If you answered yes to any of these questions, it may be time to consider leaving.
Abuse of any kind is reason enough for immediately leaving a partner.
However, if your problems are coming more from a lack of communication, it may be possible to resolve your differences.
You’ll need to use your judgment and find the solution that is best for you while also keeping yourself safe.
How do you know if a relationship is worth saving?
If you and your partner have different communication styles or if one of you has changed a lot since you began your relationship, it may be possible to save your relationship. These are usually circumstances that you can work through together.
However, there are other situations that you should have no tolerance for, such as a fear for safety.
How do you know when it’s time to leave a relationship?
Generally, if you feel that the situation is not improving and your partner refuses to communicate or try to understand your feelings, it may be time to separate. Going through a toxic breakup is difficult, and it may be hard to tell when it’s time to leave. But if you’ve tried to work things out and nothing is improving, you may consider moving on.
Is money a reason to leave a relationship?
Money and relationships often don’t go together.

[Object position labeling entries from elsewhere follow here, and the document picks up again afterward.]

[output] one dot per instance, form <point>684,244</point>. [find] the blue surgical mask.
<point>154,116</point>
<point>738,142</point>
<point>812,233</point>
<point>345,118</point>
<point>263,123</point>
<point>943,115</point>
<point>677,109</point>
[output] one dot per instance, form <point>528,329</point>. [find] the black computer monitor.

In fact, money is one of the most common reasons for getting divorced.
But what happens when you’re in a relationship and can’t get out because you can’t afford it? That happens too, and it’s almost worse.
Whether you can’t afford the divorce or you can’t afford to be on a single income, it can feel like you’re trapped. If you’ve always relied on your spouse’s income or you recently lost your own job and don’t have any prospects, it can feel like you don’t have any options.

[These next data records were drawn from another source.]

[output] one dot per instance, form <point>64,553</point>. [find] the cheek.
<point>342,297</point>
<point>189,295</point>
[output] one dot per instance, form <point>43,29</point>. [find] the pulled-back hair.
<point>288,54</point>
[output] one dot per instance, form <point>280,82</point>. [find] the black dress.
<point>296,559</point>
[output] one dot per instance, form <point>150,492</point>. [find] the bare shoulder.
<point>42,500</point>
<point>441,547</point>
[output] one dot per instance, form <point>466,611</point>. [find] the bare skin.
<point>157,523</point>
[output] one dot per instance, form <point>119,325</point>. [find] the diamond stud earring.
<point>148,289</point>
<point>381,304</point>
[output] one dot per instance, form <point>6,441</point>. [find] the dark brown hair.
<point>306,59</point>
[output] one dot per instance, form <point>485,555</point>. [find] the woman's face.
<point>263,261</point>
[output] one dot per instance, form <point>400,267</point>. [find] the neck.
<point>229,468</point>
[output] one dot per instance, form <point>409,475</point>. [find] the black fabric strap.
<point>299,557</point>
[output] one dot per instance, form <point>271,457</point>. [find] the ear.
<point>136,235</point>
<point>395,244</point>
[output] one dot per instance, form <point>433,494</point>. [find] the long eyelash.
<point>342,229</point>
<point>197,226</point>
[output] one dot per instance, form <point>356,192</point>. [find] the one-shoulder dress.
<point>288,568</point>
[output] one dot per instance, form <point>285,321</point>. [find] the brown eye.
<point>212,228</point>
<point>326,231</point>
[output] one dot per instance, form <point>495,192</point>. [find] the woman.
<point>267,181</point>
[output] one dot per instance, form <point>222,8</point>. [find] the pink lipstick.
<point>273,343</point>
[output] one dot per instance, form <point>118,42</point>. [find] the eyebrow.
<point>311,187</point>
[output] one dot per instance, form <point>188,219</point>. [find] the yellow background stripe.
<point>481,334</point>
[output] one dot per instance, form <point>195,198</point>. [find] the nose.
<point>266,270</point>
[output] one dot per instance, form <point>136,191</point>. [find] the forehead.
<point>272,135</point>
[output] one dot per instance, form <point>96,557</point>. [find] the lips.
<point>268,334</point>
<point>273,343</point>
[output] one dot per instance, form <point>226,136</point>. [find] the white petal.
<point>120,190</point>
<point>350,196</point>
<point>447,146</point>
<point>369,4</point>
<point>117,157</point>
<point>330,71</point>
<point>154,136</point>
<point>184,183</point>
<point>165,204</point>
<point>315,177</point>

Money has a way of controlling our lives, even when it’s forcing us to live a way we don’t want to live, but the good news is there are ways out, and you can begin transforming your relationship with money.
You can learn to budget and make time for your money, even as a working mom or a single-income household.
Articles related to leaving a relationship
If you want more information about relationships and money, check out these articles!
It’s important to know when to leave a relationship
It’s important to know when to leave a relationship when you have no money. Feeling stuck or dependent on someone you aren’t happy with any longer isn’t good for anyone.
It may take a little creativity and sacrifice, but with the right support, you can learn when to leave a relationship, even with no money. There’s always a light at the end of the tunnel, and remember to prioritize your mental health as much as possible during this time.